This week marks the tenth anniversary of the first major survey of microbial diversity in the human body, published in Nature by the Human Microbiome Project (HMP) Consortium, of which I was a member.
Before that, microbiologists knew that the body harbored a large mass of microorganisms – a heady mix of bacteria, as well as archaea, fungi and viruses, spread over the skin, in the mouth and in the gut – together dubbed the microbiome. But until 2012, we lacked an inventory.
In fact, this inventory – an index of 10 trillion cells belonging to thousands of species, weighing a total of 200 grams in each person – is still incomplete. It is time to build on this early work (Human Microbiome Project Consortium Nature 486, 207–214; 2012), and revisit the project to represent humanity in all its complexity.
It took a long time to begin this first work, and the pace of change over the past ten years has been staggering. It wasn’t until high-throughput gene sequencing technologies – originally developed to study the human genome – became cheap and easy enough to use that HMP could begin.
After its launch in 2007, the consortium sequenced the DNA of microbes found in and on 242 people from 2 American cities – Boston, Massachusetts and Houston, Texas, chosen for their proximity to the two main sequencing centers of the time, the Broad Institute of MIT and Harvard near Boston, and Baylor College of Medicine in Houston. Our activities were funded by the US National Institutes of Health Common Fund, and the project employed academic microbiome bioinformaticians to work on the data after it was generated.
The result was the first comprehensive catalog of a healthy human microbiome in the United States: a comprehensive list of gut microbe genes. The HMP showed that the cellular organisms of the intestine consist of thousands of species, with a genetic fingerprint 150 times larger than the human genome. Eventually, this abundance led biologists to view the microbiome as a “second genome” acquired from the environment, hidden within the human host.
Ten years later, we know much more. The microbiome is essential for the proper functioning of our body, key to digesting food and warding off pathogens. Experiments in mice have shown that microbiome compositions affect levels of social engagement and anxiety. Common diseases such as cardiovascular disease and obesity are linked to distinct microbiomes. How babies acquire their microbiomes – and what influences microbiome development – is also becoming clearer.
(Given how fundamental microbes are to our health, I still find it amazing that we outsource so many functions to a myriad of organisms that we pick up from our environment, right from birth.)
We also have many unanswered academic questions. Where did the microbiome come from in human evolution? How are the microbiomes of humanity different from those of other primates, mammals or animals more generally? How do microbiomes move from person to person? And what does changing diets and sanitized lifestyles mean for the long-term health of the microbiome?
This first scan a decade ago, recruiting people from just two US cities, failed miserably to capture the true diversity of the human microbiome. We now know that people living in Europe and North America have less diverse microbiomes than people living in less industrialized regions – but too little is known about the differences between groups of humans.
And even less is known about the multitude of other animals which themselves contain multitudes. We know that the microbiomes of captive animals are different from those of animals living in the wild, in the same way that industrialized human microbiomes differ from non-industrialized microbiomes. But most of what we know about animal microbes comes from studies of animals in captivity. As we lose animal diversity due to rapid global change, we also lose microbiome diversity.

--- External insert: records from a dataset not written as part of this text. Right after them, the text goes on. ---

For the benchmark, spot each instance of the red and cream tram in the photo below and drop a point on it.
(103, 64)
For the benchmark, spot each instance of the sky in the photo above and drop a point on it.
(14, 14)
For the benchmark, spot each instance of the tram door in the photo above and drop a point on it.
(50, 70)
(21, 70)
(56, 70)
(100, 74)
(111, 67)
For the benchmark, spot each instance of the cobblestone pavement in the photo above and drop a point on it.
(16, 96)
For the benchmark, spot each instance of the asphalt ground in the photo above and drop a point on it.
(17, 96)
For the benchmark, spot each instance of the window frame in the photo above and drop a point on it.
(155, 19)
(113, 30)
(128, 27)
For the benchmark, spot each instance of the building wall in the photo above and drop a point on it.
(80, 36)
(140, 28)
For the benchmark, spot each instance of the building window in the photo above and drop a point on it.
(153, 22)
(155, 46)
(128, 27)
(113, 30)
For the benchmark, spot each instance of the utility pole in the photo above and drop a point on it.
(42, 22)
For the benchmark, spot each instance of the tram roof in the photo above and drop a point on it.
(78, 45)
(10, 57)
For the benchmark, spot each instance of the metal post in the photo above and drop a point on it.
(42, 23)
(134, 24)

Finding out more will require a new consortium, sampling thousands of people and animals. We need wildlife biologists and microbiome scientists working side by side, with teams around the world. Ten years ago, analysis was so new and so difficult that we hardly spared the acquisition of samples. Now, acquiring samples from sources around the world should drive the process.

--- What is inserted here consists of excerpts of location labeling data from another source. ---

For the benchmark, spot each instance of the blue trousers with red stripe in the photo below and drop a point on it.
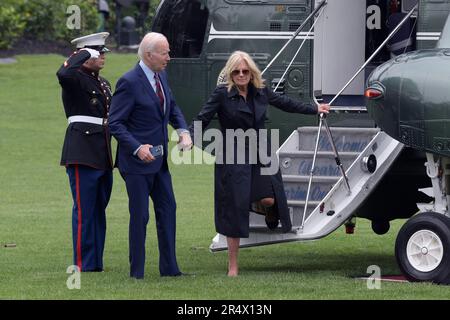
(91, 190)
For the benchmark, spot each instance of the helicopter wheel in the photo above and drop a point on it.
(422, 248)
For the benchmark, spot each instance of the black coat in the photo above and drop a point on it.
(85, 93)
(233, 181)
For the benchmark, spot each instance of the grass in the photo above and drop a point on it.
(35, 214)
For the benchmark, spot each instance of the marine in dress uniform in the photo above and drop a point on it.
(86, 151)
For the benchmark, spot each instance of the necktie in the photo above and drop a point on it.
(159, 92)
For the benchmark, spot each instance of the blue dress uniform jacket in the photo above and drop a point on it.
(232, 182)
(85, 93)
(87, 156)
(136, 119)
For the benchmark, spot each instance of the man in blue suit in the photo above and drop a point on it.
(141, 109)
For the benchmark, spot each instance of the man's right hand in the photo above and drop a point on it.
(94, 53)
(144, 153)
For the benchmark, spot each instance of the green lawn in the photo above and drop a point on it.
(35, 214)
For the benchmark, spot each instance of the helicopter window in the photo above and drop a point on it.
(183, 22)
(275, 26)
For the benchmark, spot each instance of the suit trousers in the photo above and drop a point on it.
(158, 186)
(91, 190)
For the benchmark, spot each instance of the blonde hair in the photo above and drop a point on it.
(233, 62)
(149, 42)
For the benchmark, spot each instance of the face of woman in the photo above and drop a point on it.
(241, 74)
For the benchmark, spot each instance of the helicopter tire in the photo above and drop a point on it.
(422, 248)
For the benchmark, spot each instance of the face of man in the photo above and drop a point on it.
(96, 64)
(158, 59)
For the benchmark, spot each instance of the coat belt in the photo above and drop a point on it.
(88, 119)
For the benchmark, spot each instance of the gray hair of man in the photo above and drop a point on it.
(148, 43)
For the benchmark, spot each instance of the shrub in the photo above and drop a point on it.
(47, 19)
(11, 26)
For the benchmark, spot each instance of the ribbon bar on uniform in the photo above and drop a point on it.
(88, 119)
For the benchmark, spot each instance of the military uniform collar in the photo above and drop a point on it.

Some might ask why we need a new, large and expensive consortium when data is already trickling in – one study at a time, by labs working alone. But industrialization is moving fast, and modern economic forces have the power to wipe out microbial diversity faster than can be observed.

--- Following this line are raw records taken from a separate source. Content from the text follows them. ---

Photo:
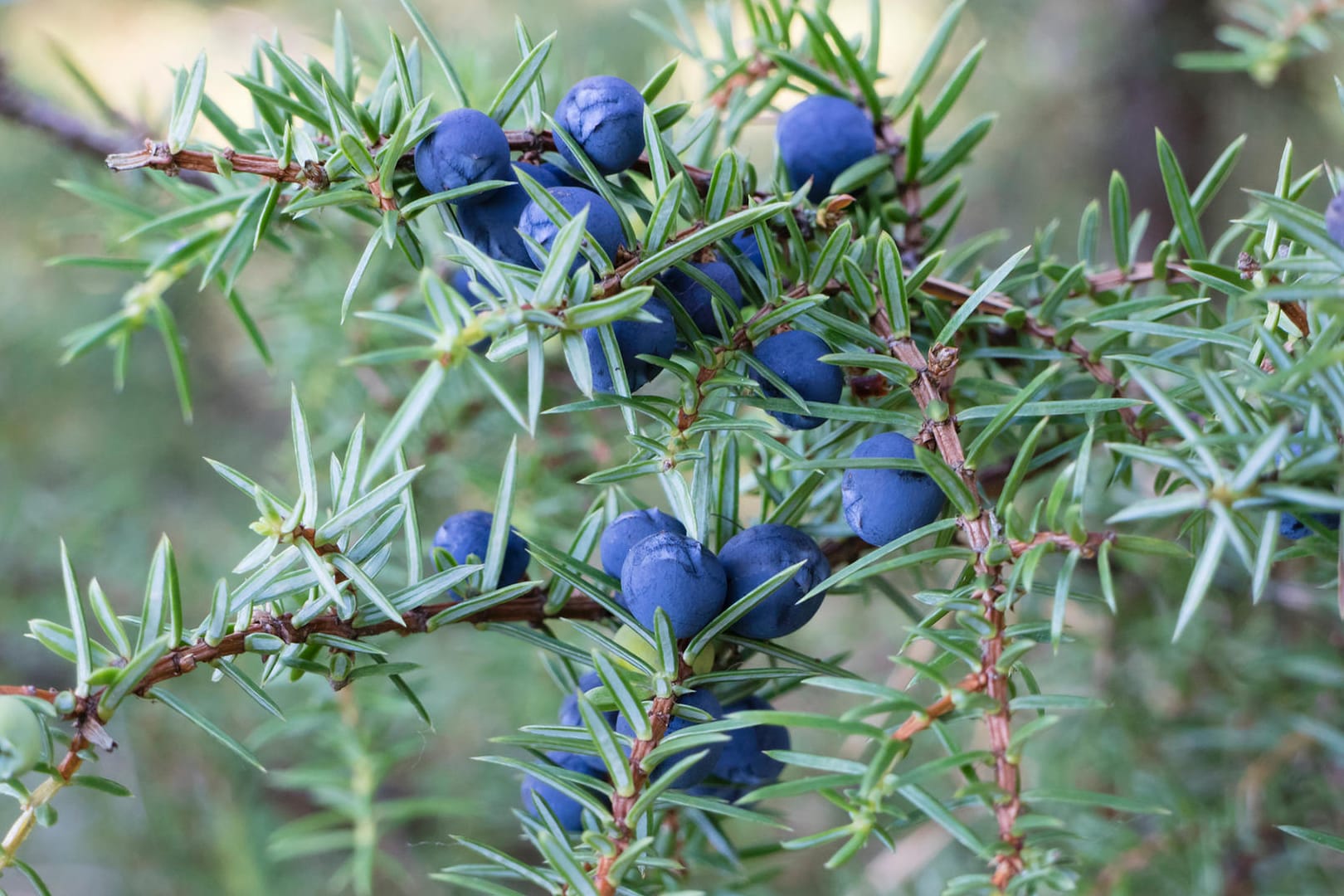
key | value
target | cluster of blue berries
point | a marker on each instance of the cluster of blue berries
(604, 116)
(660, 567)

A new consortium would allow scientists to finally complete the map of the microbiome. It’s like a human census: you don’t wait for individual cities to report their population; you make one concerted effort to do it consistently and quickly, before that changes.
A vast new analysis of the diversity of humanity’s microbiome and the broader vertebrate microbiome will finally place our own species’ data in the context of the tree of life. Only then can we truly extend the “human” label to the microbiome.
The author declares no competing interests.